In der anhaltenden Kontroverse um ein interkommunales Hallenbad in Geretsried haben jetzt auch die Kreisräte und Bürgermeister Gelegenheit erhalten, sich ein Bild davon zu machen, was auf den Landkreis zukommt - schließlich soll der Kreistag am 6. März abschließend darüber befinden, in welcher Form und in welcher Höhe er sich an den Kosten beteiligt. Für Geretsried ist dies eine entscheidende Frage.

Bei der Ermittlung der anzunehmenden Betriebskosten wurde ein nicht unwichtiger Faktor herausgerechnet: die Sauna, die nach Hoffnung der Geretsrieder Stadträte die Attraktivität erhöhen und damit das Defizit minimieren soll, für den Schulsport aber keine Rolle spielt.

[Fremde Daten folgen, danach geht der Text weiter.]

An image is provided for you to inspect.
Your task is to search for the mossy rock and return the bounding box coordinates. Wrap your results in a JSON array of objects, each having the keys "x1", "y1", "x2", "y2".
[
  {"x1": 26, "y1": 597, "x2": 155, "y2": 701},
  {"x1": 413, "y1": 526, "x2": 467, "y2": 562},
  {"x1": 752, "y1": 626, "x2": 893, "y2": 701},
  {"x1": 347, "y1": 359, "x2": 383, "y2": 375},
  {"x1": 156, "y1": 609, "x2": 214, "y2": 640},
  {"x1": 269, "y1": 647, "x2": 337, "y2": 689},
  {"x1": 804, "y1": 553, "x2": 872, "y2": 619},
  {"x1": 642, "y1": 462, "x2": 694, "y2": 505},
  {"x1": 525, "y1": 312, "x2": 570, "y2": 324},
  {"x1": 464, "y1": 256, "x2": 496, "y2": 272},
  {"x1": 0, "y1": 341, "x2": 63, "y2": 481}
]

Sie allein kostet 1,15 Millionen Euro. Als reines "Funktionsbad" würde das Geretsrieder Projekt damit 9,9 Millionen Euro kosten, von denen Geretsried brutto knapp 6,4 Millionen tragen müsste, den Rest die Gemeinden des Landkreises. Unter Berücksichtigung verschiedener Komponenten käme für den Landkreis dann pro Schulklasse ein "Mischstundensatz" von 180 Euro für die Benutzung heraus, wie der Geretsrieder Kämmerer Helge Balbiani ausgerechnet hat. Ein Hallenbad sei nun mal "ein teures Unterfangen", stellte Landrat Josef Niedermaier dazu fest.

Das Hauptrisiko für Kosten und Bau liegt damit bei der Stadt Geretsried, die mit dem Landkreis eine Zweckvereinbarung entsprechend dem sogenannten Schulfinanzierungsgesetz trifft, nicht aber, wie zwischenzeitlich angedacht worden war, einen Zweckverband gründet. Der Landkreis zahlt also nicht mehr als genau die Stunden, die er als Aufwandsträger für den Schulsport übernehmen muss. Träger der Einrichtung wird die Stadt Geretsried sein. Als kleiner Ausgleich darf sie allerdings die Einnahmen der sonstigen Badbesucher behalten, ohne dass dies noch einmal in die Waagschale gelegt wird.

Letztere Klausel rief denn spontan CSU-Stadtrat Alfred Fraas auf den Plan, der für den Fall einer Beteiligung an dem Bad einforderte, dass Wolfratshausen dann auch indirekt vom Gewinn profitieren sollte - eine Anregung, die der Geretsrieder Bürgermeisterin Cornelia Irmer nur ein müdes Lächeln entlockte.

Das Hallenbad werde als Einrichtung der Daseinsfürsorge mit allergrößter Sicherheit immer ein Defizitbetrieb bleiben. Falls man aber jemals auch nur einen Euro Gewinn erzielen sollte, werde man ihn gewiss mit den Wolfratshausern teilen, versprach Irmer. Landrat Josef Niedermaier (Freie Wähler) bewertete die Idee von Fraas als "Denkfehler".

Mit großem Misstrauen trat auch Kreisrätin Lucia Schmidt (Grüne) den Kostenkalkulationen entgegen, wie überhaupt am Freitagabend nahezu alle Wortmeldungen im großen Sitzungssaal der Kreisbehörde aus Wolfratshausen kamen. Die gesamte Rechnung stehe "auf tönernen Füßen", mutmaßte Schmidt, die der Stadt Geretsried und dem Kreis sogar unterstellte, sie bewegten sich "am Rande der Legalität". Irmer empfahl ihr, das gesamte Modell selbst nachzurechnen, die Zahlen und Unterlagen seien sehr genau, jederzeit auf dem Computer einsehbar und auch von offizieller Stelle so bestätigt worden.

Angesichts "der hitzigen Debatten in der Bürgerschaft" regte der Wolfratshauser SPD-Stadtrat Fritz Schnaller an, die Eintrittspreise zu staffeln, sodass Einheimische günstiger zu ihrem Ticket kämen als Besucher von auswärts. Ihm sekundierte SPD-Stadtrat Renato Wittstadt - Ermäßigungen gebe es für Gemeindebürger beispielsweise auch im Benediktbeurer Freibad. Von dem Vorschlag wollten freilich weder Niedermaier noch Irmer etwas wissen. Der Landrat empfand eine solche Differenzierung "als diskriminierend".

Auf ein ganz anderes Merkmal richtete sich die Kritik von Grünen-Kreisrat Franz Xaver Sailer: Er bemängelte die eintönige farbliche Gestaltung des Bades - es ist laut Planung in einem durchgehenden matten Grün gehalten. "Da sind wir voll beieinander", freute sich Irmer, wir werden mit Sicherheit schönere Farbtöne finden."